On February 13, we found that after more than one inch of rain, Janes Creek carried more than 75% of the E. coli delivered to the Bay by these four streams—375 lbs. per day! In technical terms, that’s a concentration of 3,890 MPN/100 mL (a measure of the number of bacterial colonies) combined with a flow rate of 18 cubic feet per second.
The goal of this study was to identify which creek discharges the highest mass volume of E. coli into the Bay. Thanks to support from the Cereus Fund in 2013, we consulted with hydrologists at Pacific Watershed Associates to train our staff to measure stream flow rates and develop hydrologic rating curves for these four creeks. We measured low flows throughout the exceptionally dry autumn, and shared our October flow measurements with hydrologist Randy Klein to add to the low-flow hydrograph for Jacoby Creek, which is monitored during higher flows at a gaging station in Bayside.

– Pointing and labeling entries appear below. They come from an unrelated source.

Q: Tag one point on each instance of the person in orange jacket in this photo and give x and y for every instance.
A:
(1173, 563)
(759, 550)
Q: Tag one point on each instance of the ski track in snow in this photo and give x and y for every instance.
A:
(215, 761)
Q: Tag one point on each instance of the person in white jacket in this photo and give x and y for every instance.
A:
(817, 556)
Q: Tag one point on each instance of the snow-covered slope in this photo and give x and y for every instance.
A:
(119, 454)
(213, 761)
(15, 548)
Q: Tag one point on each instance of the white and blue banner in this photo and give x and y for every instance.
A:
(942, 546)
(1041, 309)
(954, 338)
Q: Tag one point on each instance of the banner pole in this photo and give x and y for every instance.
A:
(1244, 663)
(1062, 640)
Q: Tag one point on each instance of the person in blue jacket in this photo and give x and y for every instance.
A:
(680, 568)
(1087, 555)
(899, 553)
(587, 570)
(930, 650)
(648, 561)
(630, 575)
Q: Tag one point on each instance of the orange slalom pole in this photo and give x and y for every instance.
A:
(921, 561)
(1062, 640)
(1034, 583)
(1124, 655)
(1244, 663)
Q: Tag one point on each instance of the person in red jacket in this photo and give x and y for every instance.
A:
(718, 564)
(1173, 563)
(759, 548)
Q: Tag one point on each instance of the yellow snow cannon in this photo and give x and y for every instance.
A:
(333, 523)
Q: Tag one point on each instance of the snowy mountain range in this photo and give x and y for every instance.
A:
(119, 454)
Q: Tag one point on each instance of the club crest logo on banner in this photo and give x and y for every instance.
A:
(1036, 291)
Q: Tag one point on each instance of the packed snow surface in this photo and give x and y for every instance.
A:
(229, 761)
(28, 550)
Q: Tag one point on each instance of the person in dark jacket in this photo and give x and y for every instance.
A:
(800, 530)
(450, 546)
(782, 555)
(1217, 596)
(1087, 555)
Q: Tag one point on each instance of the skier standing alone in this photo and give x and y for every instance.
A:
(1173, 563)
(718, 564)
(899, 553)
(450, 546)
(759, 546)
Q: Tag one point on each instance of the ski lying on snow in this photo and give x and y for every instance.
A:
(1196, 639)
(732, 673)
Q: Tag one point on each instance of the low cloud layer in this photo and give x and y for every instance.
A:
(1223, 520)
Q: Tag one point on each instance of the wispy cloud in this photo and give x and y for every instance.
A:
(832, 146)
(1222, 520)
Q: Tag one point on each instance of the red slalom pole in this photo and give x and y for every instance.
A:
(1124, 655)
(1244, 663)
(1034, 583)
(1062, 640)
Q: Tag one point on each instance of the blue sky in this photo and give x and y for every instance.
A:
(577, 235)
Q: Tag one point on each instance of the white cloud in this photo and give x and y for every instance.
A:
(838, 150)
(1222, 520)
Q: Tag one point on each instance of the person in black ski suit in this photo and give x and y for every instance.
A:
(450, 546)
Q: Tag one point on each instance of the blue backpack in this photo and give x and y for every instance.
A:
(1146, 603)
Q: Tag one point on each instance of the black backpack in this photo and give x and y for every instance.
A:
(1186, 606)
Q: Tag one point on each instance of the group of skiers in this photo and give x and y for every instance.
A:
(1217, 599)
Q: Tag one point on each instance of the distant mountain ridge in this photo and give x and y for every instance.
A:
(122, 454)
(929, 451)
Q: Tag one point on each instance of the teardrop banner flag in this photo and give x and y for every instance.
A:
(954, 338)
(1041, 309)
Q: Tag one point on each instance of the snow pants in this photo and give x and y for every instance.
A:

Previous monitoring events only measured concentrations of E. coli—a measure of grab samples taken during dry weather and “First Flush,” the first major rainstorm of the water year. Over seven years, we detected and identified concentrations of E. coli that exceeded Water Board standards in most local streams. The highest levels were found during the First Flush. During low flow, illicit detections can help to better pinpoint pollutant source locations from recent discharges. Monthly sampling is necessary to better understand the pollutant-flow regime.
During our dry weather monitoring on Oct. 3, Jolly Giant Creek carried close to 50% of the total E. coli measured, suggesting a different source of bacterial pollution during dry versus wet weather.
We will use these findings to develop a monitoring plan to more closely examine these creeks using molecular techniques to identify the source animals with the goal of identifying and reducing or eliminating a major source of anthropogenic water pollution in Humboldt Bay. The ultimate goal is to develop strategies for reducing or eliminating this type of pollution and to educate local residents, sewer providers, and land managers about how we can all help improve water quality throughout the Humboldt Bay watershed.